Is it possible to tile the hat polykite with smaller copies of itself

combinatoricsdiscrete mathematicsgeometrytiling

The recently discovered monotyle known as the hat is a polykite that tiles the plane aperiodically. A tiling looks like this:

                                                            enter image description here

I wonder whether it is possible to tile this 13-edge hat-shaped figure with smaller copies of itself. These copies may be rotated any number of degrees, and flipped. I suppose there are two variants of this question:

  1. Can the hat polykite be tiled with a finite amount of smaller copies of itself that are each of the same size? If so, how many smaller copies are required?
  2. If not, is it possible to tile the hat with a finite amount of smaller copies of itself that are of different sizes? If so, how many different sizes are needed, and how many copies of each size ought to be used?

Best Answer

No, it is impossible, even allowing different sized hats.

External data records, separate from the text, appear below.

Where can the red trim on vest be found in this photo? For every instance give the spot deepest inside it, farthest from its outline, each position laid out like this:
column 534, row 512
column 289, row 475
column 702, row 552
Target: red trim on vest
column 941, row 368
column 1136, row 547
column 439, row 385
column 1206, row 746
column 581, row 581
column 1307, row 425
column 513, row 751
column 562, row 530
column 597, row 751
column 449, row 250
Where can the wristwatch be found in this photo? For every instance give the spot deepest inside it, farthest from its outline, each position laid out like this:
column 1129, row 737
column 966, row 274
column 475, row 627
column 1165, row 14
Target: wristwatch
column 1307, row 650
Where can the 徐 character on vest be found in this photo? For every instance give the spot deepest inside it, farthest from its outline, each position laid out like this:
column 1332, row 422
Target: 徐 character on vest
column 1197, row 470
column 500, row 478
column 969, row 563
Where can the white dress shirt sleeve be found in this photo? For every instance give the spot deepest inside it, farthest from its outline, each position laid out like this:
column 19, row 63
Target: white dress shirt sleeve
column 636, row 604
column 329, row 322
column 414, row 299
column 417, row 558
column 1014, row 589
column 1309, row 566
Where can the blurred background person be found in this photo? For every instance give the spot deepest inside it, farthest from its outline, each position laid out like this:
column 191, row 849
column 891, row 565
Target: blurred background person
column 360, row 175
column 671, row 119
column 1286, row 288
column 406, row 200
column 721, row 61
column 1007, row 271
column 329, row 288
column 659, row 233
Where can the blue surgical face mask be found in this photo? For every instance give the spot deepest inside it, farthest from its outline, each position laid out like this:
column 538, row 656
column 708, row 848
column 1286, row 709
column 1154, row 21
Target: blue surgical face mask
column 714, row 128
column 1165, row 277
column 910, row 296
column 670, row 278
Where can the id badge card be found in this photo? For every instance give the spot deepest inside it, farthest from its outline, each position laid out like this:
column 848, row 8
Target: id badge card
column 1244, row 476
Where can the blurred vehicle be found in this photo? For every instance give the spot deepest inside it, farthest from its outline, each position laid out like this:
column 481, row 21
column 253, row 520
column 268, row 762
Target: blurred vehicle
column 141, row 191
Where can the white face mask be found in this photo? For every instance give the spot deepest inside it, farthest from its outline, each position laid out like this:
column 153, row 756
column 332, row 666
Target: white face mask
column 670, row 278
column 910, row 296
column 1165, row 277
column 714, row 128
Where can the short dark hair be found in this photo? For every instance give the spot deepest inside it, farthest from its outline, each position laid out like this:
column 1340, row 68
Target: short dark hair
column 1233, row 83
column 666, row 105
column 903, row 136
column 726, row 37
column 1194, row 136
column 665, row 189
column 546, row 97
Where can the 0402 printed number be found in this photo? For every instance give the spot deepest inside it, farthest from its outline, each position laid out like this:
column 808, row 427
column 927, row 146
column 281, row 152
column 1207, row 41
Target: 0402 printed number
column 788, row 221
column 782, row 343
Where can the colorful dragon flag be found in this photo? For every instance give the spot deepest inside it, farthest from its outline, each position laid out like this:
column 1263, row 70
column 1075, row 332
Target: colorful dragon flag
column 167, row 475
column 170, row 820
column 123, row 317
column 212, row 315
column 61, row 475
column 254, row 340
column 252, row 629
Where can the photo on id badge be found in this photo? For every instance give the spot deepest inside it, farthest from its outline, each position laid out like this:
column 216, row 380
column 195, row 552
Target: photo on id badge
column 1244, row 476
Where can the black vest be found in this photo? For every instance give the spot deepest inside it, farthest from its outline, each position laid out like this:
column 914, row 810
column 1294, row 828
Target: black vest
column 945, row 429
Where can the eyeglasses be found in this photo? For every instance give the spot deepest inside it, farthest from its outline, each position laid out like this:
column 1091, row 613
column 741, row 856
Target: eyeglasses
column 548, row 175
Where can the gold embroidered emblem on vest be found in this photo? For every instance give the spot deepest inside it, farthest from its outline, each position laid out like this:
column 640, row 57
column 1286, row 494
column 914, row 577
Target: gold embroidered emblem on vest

Every internal angle of the hat has a measure of at least $90^\circ$, and there are exactly four right angles, marked A, B, C, and D in the image below. There needs to be some smaller hat which covers the vertex of angle D. Because the smallest angle is $90^\circ$, the point of smaller tile over vertex D must be one of the vertices A, B, C, or D. However, A, B, and C are impossible, because each of these angles have a neighboring reflex angle which measures greater than $180^\circ$, which would force the smaller hat to just out of the larger hat. Therefore, the smaller hat would have to have its D vertex aligned with the D vertex of the large tile. But this creates a different problem; since both of the angles next to D measure $120^\circ$, the smaller hat tile at D would create a $180^\circ-120^\circ=60^\circ$ angle in the leftover space, and the hat has no angle small enough to fit inside a $60^\circ$ angle. Therefore, there is no way to tile a hat with smaller hats.